Contó su guerra en partes. Pero no le enseñó la libreta a nadie. Ni a combatientes, ni a sus padres, que murieron antes de que su libro Malvinas en primera línea desarrollara con precisión las crónicas de sus 43 días en Malvinas. Procuró guardar el diario de guerra en algún rincón inhóspito de su habitación y olvidarse. “Durante los primeros años ni lo toqué. Primero porque estaba todo muy fresco: no necesitaba auxiliarme con esto. Segundo porque también leerlo era como revivirlo. Y debo ser sincero: el muchacho que volvió de la guerra era un muchacho de veinte años que después de haber tenido esa experiencia lo que más quería era vivir. Si bien nunca me olvidaba de Malvinas, también uno trata de bajar algunos cambios y dedicarme a disfrutar un poco la juventud”.

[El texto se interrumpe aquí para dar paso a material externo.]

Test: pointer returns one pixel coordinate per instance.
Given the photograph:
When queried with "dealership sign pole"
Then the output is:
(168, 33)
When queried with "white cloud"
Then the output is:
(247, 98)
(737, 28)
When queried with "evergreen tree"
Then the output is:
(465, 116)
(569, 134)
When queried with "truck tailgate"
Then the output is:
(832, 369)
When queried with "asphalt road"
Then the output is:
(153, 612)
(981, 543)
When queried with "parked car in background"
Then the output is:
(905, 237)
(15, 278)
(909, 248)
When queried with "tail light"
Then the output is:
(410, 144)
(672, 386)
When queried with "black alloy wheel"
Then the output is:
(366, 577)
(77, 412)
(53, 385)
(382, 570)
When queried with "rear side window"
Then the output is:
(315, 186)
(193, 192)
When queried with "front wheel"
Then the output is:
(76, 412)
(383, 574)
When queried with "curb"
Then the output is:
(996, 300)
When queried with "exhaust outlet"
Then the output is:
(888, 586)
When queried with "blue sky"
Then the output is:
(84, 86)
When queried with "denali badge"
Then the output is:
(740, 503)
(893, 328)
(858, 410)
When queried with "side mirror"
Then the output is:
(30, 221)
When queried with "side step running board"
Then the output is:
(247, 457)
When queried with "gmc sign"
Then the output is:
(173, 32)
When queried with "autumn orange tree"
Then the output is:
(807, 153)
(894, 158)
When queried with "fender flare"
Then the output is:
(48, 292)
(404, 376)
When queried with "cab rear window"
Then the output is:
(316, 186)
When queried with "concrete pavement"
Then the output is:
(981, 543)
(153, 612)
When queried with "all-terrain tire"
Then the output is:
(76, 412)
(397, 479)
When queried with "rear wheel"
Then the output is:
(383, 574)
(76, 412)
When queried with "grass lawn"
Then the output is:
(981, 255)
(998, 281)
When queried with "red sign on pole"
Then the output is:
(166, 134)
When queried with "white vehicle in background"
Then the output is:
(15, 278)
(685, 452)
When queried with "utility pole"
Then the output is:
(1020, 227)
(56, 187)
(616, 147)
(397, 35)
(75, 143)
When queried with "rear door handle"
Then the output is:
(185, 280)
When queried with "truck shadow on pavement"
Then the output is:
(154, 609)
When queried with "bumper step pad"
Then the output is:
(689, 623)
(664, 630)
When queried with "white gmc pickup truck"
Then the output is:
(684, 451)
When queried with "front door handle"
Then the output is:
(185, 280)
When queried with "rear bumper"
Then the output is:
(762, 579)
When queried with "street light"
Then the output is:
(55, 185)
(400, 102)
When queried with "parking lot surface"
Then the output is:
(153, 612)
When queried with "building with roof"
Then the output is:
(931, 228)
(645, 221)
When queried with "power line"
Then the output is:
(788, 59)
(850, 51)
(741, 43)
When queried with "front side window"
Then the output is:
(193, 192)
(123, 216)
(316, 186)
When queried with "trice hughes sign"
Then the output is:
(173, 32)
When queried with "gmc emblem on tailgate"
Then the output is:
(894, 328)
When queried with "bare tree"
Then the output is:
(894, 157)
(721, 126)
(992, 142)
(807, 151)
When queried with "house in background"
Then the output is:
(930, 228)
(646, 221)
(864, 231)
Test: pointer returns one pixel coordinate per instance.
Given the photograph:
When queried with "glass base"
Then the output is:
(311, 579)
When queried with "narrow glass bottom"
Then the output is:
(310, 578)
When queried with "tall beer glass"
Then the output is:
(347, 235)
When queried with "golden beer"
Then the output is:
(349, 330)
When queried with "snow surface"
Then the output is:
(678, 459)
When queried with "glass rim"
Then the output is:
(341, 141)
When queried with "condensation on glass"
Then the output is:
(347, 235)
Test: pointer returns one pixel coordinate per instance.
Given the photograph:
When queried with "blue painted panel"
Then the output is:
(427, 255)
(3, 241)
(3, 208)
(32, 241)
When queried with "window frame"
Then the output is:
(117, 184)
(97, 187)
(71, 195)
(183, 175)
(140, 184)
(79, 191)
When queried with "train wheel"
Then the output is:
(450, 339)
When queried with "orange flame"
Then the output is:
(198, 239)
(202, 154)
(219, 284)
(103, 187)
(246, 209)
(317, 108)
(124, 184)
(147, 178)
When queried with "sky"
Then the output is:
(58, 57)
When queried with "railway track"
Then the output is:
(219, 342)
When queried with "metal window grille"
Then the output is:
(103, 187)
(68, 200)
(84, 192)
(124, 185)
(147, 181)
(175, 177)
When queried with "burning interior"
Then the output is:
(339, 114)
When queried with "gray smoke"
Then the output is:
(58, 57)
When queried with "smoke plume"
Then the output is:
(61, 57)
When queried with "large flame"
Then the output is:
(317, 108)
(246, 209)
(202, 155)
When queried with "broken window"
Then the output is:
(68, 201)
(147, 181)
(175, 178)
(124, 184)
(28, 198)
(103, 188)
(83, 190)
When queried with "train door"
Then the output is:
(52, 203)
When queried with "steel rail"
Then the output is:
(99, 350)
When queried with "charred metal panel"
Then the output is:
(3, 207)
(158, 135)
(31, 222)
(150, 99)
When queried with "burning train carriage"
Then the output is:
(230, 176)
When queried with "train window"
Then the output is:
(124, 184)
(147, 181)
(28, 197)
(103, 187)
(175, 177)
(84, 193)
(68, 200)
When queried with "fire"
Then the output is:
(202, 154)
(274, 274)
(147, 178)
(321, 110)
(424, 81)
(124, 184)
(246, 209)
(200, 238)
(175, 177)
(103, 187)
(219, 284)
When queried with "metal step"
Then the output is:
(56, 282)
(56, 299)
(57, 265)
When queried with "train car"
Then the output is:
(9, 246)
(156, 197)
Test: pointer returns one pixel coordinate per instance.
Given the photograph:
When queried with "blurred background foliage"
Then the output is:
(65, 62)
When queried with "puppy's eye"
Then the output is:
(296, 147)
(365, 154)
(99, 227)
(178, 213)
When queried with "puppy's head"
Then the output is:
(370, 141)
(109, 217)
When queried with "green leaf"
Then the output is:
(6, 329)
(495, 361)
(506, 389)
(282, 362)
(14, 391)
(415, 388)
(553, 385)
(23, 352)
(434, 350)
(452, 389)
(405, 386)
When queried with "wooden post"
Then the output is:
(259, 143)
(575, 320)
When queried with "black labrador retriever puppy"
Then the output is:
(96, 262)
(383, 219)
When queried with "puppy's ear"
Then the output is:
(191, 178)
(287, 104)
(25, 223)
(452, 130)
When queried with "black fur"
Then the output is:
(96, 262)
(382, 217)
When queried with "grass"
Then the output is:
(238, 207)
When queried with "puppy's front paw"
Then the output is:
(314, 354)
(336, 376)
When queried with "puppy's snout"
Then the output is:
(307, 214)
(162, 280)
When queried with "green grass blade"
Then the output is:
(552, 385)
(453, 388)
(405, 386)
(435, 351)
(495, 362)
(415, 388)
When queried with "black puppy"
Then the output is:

Francisco, su primer y único hijo varón, nació ocho años después del conflicto del Atlántico Sur. Juliana y Guadalupe nacieron después. Él siguió el legado militar de su padre. Él sí le pidió leer la libreta. Pero lo que estaba escrito ahí había dejado de ser un mensaje íntimo de índole familiar. Ya era, dice Jiménez Corbalán, un documento histórico: “Con los años me di cuenta de que ya no era solo patrimonio de mi familia sino que el pueblo de la Nación merecía saber qué está contado acá: esto es un testimonio de la vida vivida en la guerra de Malvinas”.